Alan Wong, Global IT Director for Pulse Electronics, an electronics manufacturer based in San Diego, California, with offices across North America, Asia, and Europe, divides his IT budget into three tiers – business operations, business growth, and innovation. Like most manufacturers, the turbulence of 2020 has impacted budgets and planning for the organization that designs and manufactures a wide range of components used in products like electric vehicles, phones, industrial networks and medical equipment. As a result of the pandemic, 78% of surveyed manufacturers expect a financial impact and over half expect an impact on operations.
When budgets start to tighten, innovation is often the first thing on the chopping board. This can be problematic, as funding innovation is key to establishing differentiation and growing market share. In a survey of global industrial manufacturing CIOs, 71% report prioritizing the increased use of artificial intelligence and other digital innovations during the pandemic. However, many manufacturing CIOs are struggling to find budget for innovation while facing uncertainty.

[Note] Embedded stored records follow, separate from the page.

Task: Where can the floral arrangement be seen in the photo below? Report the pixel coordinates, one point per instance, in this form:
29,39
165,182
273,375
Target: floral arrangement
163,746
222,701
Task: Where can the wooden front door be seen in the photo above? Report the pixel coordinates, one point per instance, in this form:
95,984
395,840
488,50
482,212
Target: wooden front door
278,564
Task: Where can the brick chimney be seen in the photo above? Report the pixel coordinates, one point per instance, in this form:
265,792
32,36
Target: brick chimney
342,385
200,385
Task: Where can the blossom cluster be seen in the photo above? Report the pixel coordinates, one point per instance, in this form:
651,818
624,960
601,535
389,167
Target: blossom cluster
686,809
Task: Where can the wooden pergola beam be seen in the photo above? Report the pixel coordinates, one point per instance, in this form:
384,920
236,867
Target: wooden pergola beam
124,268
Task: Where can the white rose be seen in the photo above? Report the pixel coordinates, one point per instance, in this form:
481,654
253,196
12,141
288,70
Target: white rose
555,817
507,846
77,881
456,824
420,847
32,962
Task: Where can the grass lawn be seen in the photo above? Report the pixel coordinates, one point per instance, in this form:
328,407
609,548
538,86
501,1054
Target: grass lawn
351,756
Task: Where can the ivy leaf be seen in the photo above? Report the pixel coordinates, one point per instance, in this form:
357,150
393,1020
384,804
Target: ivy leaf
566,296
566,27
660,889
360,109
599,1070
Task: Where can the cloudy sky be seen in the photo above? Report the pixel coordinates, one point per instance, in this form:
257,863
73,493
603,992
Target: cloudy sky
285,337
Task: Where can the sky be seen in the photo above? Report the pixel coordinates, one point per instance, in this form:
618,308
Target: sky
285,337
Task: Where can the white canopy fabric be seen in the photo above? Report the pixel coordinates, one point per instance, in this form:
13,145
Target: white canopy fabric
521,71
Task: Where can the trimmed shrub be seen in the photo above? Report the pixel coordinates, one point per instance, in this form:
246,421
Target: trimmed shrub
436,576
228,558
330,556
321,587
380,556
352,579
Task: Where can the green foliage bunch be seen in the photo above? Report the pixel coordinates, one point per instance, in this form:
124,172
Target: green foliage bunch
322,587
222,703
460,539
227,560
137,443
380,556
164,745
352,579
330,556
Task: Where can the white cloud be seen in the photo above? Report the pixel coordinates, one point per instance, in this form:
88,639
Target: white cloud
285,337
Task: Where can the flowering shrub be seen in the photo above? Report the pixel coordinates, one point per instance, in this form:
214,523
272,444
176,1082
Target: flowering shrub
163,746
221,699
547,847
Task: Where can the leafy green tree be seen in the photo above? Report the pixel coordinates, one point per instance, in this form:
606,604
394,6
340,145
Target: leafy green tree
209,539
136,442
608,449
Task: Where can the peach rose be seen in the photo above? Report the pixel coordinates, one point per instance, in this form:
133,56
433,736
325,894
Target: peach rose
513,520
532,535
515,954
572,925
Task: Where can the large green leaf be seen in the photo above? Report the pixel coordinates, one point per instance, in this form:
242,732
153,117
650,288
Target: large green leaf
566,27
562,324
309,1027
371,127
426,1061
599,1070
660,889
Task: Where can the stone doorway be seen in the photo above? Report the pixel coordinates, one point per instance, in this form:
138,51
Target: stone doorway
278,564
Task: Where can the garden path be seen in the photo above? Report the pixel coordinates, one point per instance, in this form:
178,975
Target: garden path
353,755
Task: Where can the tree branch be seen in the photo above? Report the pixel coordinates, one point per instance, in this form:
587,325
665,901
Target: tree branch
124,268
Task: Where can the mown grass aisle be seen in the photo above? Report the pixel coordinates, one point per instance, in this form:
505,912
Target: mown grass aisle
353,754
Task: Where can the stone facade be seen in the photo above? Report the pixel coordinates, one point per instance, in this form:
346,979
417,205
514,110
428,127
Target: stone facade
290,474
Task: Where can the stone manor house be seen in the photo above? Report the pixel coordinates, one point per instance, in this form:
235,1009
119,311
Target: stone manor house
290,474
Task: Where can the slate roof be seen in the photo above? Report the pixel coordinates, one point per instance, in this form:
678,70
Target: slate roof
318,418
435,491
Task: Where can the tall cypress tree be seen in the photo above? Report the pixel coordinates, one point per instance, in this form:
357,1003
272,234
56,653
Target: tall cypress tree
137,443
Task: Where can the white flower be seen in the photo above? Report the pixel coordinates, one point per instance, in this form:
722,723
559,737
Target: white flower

Wong was also looking to implement business intelligence (BI) and AI technologies to strengthen the cognitive and intelligence capabilities of Pulse Electronics’ SAP system. The implementation would enable predictive analytics to derive sales insights to drive business objectives in an increasingly competitive market. Making room for this project would mean finding ways to fund it without sacrificing mission-critical business operations. “It became evident that to sufficiently fund our innovation initiatives, including adding business intelligence capabilities, we needed to take a completely different approach and immediately release some funding from one of our budget tiers,” said Wong.
His budget strategy relied heavily on eliminating low-return expenditures like operational costs and application support. In looking at the tiers of his budget, business operations stood out. Within that tier, he identified SAP software charges, upgrade costs, and add-on fees as an area of focus. Pulse Electronics uses SAP Business Suite and Business Objects for several critical functions, including finance, operations, supply chain, and warehouse management. Any interruption to SAP operations would mean a major loss of revenue.
To maintain core system stability while integrating BI capabilities, Wong made three critical moves:
- Reduced the biggest line item of spending related to SAP support: Costs related to running SAP software were eating up their operations budget and not delivering a perceived value. Their expensive support contracts didn’t even cover business-critical customizations performed on the application. Supporting the complex system internally wasn’t practical, neither was a complete rip-and-replace with a new application. Independent, third-party support provided an ideal solution allowing them to keep their ERP system, reduce business operations costs, and simplify support.
- Reinvested savings into innovation: Moving from SAP support to an experienced independent, third-party support provider resulted in an instant 50% savings on annual support fees in the business operations budget tier. Those savings allowed Wong to help fund and stand up the business intelligence project when new spending wasn’t in the plan.
- Improved quality of support including customizations: The move to third-party support not only brought cost savings that enabled the BI launch, but it also improved support quality for their SAP platform. Before, they were paying the vendor for support they couldn’t fully utilize because of their customizations. Now support for customizations is included at no extra cost. And when they have questions or issues, Wong reported, “Getting answers is significantly simpler than before.”
Wong’s strategy hinged on independent third-party support. His provider of choice, Rimini Street, stood out with an industry-leading SLA and a dedicated Primary Support Engineer assigned to each account. “As a result of the cost savings that we obtained by partnering with Rimini Street, we can invest in innovations that lead to business growth and at the same time ensure we remain competitive in the industry,” Wong explained. Pulse Electronics’ journey to realizing their goal of implementing business intelligence and AI provides a blueprint for CIOs in manufacturing to find creative ways to help fund what’s next without risking what’s essential right now.